6. Grant Subject to Plan Provisions. This grant is made pursuant to the Plan, the terms of which are incorporated herein by reference, and in all respects will be interpreted in accordance with the Plan. The grant and exercise of the Option are subject to
interpretations, regulations and determinations concerning the Plan established from time to time by the Committee in accordance with the provisions of the Plan, including, but not limited to, provisions pertaining to (i) rights and obligations with respect to withholding taxes, (ii) the registration, qualification or listing of the Shares, (iii) changes in capitalization of AG and (iv) other requirements of applicable law. The Committee will have the authority to interpret and construe the Option pursuant to the terms of the Plan, and its decisions will be conclusive as to any questions arising hereunder.

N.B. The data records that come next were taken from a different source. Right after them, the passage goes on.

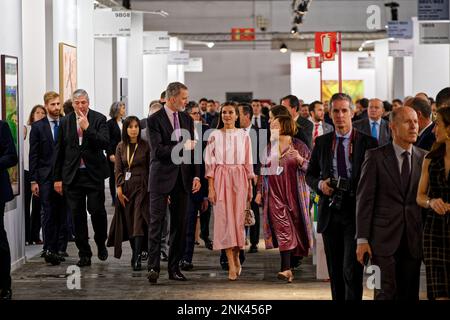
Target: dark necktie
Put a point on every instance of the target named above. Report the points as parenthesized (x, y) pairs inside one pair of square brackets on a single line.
[(55, 130), (405, 174), (342, 166)]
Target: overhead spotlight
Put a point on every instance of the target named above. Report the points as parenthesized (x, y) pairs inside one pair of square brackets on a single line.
[(298, 19), (394, 10)]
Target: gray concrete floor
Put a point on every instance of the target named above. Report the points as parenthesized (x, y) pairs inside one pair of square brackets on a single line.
[(114, 279)]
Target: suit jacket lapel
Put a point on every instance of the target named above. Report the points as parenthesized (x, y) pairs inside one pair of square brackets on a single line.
[(391, 165)]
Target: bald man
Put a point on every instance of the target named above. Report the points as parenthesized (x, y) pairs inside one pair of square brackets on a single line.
[(375, 125), (388, 219)]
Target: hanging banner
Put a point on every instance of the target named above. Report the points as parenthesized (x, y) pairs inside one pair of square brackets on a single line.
[(434, 33), (111, 24), (401, 48), (400, 29), (178, 57), (433, 9), (313, 62), (156, 42), (325, 42)]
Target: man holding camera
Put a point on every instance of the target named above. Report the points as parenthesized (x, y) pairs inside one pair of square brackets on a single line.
[(333, 173), (389, 222)]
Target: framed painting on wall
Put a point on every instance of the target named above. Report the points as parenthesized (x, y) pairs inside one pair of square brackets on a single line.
[(67, 71), (10, 109)]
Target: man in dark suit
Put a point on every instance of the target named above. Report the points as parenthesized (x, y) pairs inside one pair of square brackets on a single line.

7. No Employment or Other Rights. The grant of the Option will not confer upon Grantee any right to be retained by or in the employ of AG and will not interfere in any way with the right of AG to terminate Grantees employment at any time. The right of AG to terminate at will Grantees employment at any time for any reason is specifically reserved.
8. No Shareholder Rights. Neither Grantee, nor any person entitled to exercise Grantees rights in the event of Grantees death, will have any of the rights and privileges of a shareholder with respect to the Shares subject to the Option, until the Shares have been issued upon the exercise of the Option.

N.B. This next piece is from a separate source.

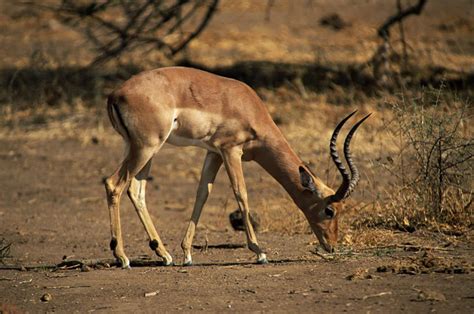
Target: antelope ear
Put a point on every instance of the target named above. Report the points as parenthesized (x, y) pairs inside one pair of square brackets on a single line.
[(307, 180)]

9. Assignment and Transfers. Except as the Committee may otherwise permit pursuant to the Plan, the rights and interests of Grantee under this Agreement may not be sold, assigned, encumbered or otherwise transferred except, in the event of the death of Grantee, by will or by the laws of descent and distribution. In the event of any attempt by Grantee to alienate, assign, pledge, hypothecate, or otherwise dispose of the Option or any right hereunder, except as provided for in this Agreement, or in the event of the levy or any attachment, execution or similar process upon the rights or interests hereby conferred, AG may terminate the Option by notice to Grantee, and the Option and all rights hereunder will thereupon become null and void. The rights and protections of AG hereunder will extend to any successors or assigns of AG and to AGs parents, subsidiaries, and affiliates. This Agreement may be assigned by AG without Grantees consent.

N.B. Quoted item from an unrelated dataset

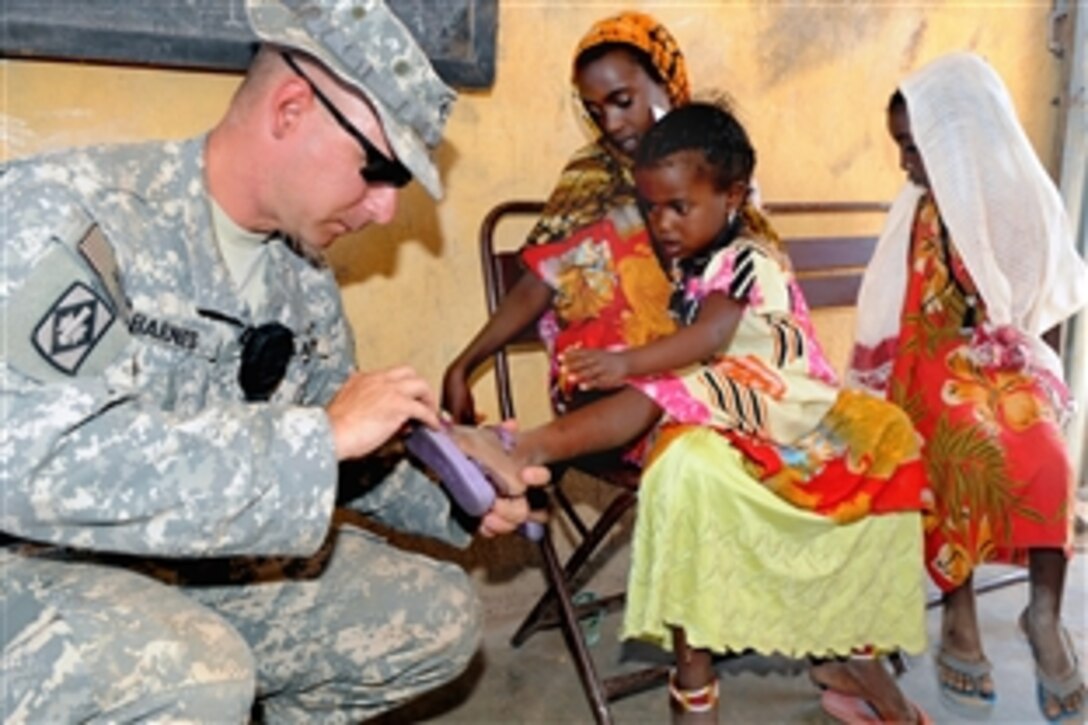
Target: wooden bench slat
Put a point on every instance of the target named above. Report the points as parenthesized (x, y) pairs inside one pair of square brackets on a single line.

10. Applicable Law. The validity, construction, interpretation and effect of this instrument will be governed by and construed in accordance with the laws of the State of Ohio, without giving effect to the conflicts of laws provisions thereof.
11. Notice. Except as otherwise described herein or as otherwise instructed by AG from time to time, any notice to AG provided for in this instrument shall be addressed to the principal executive office of AG to the attention of the Human Resources Department, and any notice to Grantee will be addressed to such Grantee at the current address shown on the payroll of AG, or to such other address as Grantee may designate to AG in writing. Any notice shall be delivered by hand, sent by facsimile, overnight delivery, or enclosed in a properly sealed envelope addressed as stated above, registered and deposited, postage prepaid, in a post office regularly maintained by the United States Postal Service.
AMERICAN GREETINGS CORPORATION
By:
GRANTEE
By electronically accepting the Notice of Grant in accordance with the instructions in such notice, Grantee will be deemed a party to, and legally bound by the terms of, this Agreement.